E non sempre è facile.
L’accoglienza dell’ospite, sia pure con i loro poveri mezzi, resta comunque una priorità.
E baba Francesco non può non commuoversi per l’offerta generosa, dopo l’invito a sedersi sulla classica stuoia.
Due parole di sincera fratellanza, scambiate con gli uomini, e una carezza, che non è mai di troppo, ai bambini dai grandi occhioni, che osservano curiosi e sorridenti nell’ attesa di quella manciata di caramelle, se l’uomo bianco sarà disponibile a farne loro dono . Mentre le donne, come sempre è costume qui , silenziose, continuano ad accudire a quelli che sono, per tradizione e cultura, i loro doveri familiari.
Una ventina di minuti in tutto o forse più è lo stare insieme e poi si saluta e s’imbocca il percorso inverso.
Sulla via del ritorno il” nostro” missionario non può non ricordare e ripensare a quanto visto e udito.
E vede scorrere, quasi come in un filmato, le scene di vita della comunità Makonde, con cui era solo pochi istanti prima. E anche per noi non sarebbe diverso.
Soprattutto torna in mente a baba Francesco, mentre schiva sabbia e pietruzze dai suoi sandali, ancora troppo “occidentali” per quel luogo, il racconto di baba Camillo, il suo amico e compagno.Quello sì un autentico veterano dei missionari in Tanzania.
Camillo , infatti, gli aveva raccontato una sera,subito dopo una parca cena al lume del gracchiante e bizzoso generatore, l’affascinante leggenda delle origini dei Makonde.
E lui, baba Francesco, allora, pivello della missione, con qualche anno di meno sulla “groppa” e nessun capello bianco rispetto all’ oggi, era stato ad ascoltarlo, affascinato e curiosissimo.
E la leggenda narra che, nella notte dei tempi, cioè parliamo di milioni di anni fa, un uomo solitario,né troppo uomo, né troppo bestia, se ne stava in riva al fiume per un tempo indefinito a scortecciare , intagliare e sagomare un tronco d’albero quando, all’improvviso, dal suo lavoro si stagliò , manco a dirlo, una sinuosa figura femminile.
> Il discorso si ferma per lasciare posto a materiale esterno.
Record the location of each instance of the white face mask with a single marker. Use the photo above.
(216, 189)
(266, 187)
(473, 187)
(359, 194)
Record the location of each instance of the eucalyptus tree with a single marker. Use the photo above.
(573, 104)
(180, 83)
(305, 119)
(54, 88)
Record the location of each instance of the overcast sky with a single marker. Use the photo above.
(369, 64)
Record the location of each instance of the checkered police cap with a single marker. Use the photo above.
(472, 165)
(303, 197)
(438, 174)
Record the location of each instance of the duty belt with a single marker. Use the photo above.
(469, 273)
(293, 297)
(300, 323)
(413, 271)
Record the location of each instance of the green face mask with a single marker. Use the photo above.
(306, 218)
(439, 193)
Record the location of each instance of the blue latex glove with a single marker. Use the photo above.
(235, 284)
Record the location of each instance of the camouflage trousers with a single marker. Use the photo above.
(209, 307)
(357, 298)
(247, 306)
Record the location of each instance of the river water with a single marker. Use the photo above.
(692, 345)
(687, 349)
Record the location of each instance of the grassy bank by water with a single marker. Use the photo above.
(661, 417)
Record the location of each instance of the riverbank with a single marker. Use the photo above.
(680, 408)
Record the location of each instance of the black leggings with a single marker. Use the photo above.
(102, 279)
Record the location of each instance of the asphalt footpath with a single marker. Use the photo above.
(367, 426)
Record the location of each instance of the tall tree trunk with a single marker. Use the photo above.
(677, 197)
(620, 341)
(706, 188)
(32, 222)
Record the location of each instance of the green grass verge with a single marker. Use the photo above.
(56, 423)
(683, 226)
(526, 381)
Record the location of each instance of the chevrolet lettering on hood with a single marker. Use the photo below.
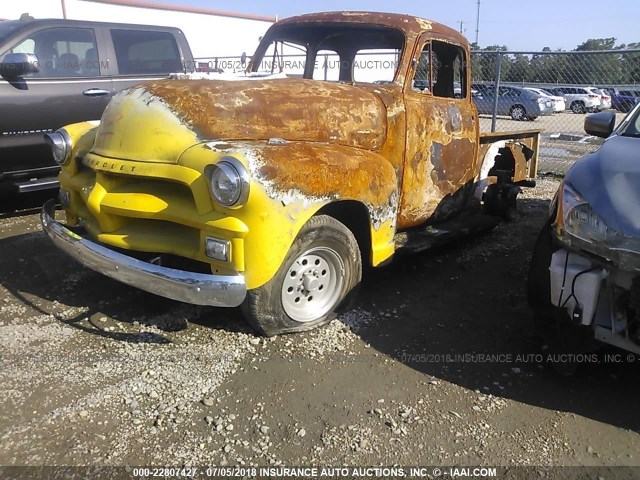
(270, 190)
Il solitario,positivamente attratto dall’ opera delle sue mani, la trovò talmente bella che se ne innamorò e giacque poi con lei.
Dall’ unione dei due nacque un primo figlio ma morì subito. E così accadde per il secondo.
Il terzo, invece, sopravvisse, e fu lui il capostipite dei Makonde.
E questo spiega perché per i Makonde, accanto a scene di vita quotidiana, nelle loro sculture privilegiano sempre la figura femminile.
La “madre” appunto di tutti i Makonde.
Presente anche e sopratutto nell’ujamà, quello che è il loro superbo albero genealogico, la loro tipica scultura in legno, dove figure maschili e femminili si uniscono in una danza complessa e misteriosa, avviluppandosi l’un l’altra in un unicum di rara bellezza e perfezione, se l’artista è davvero tale.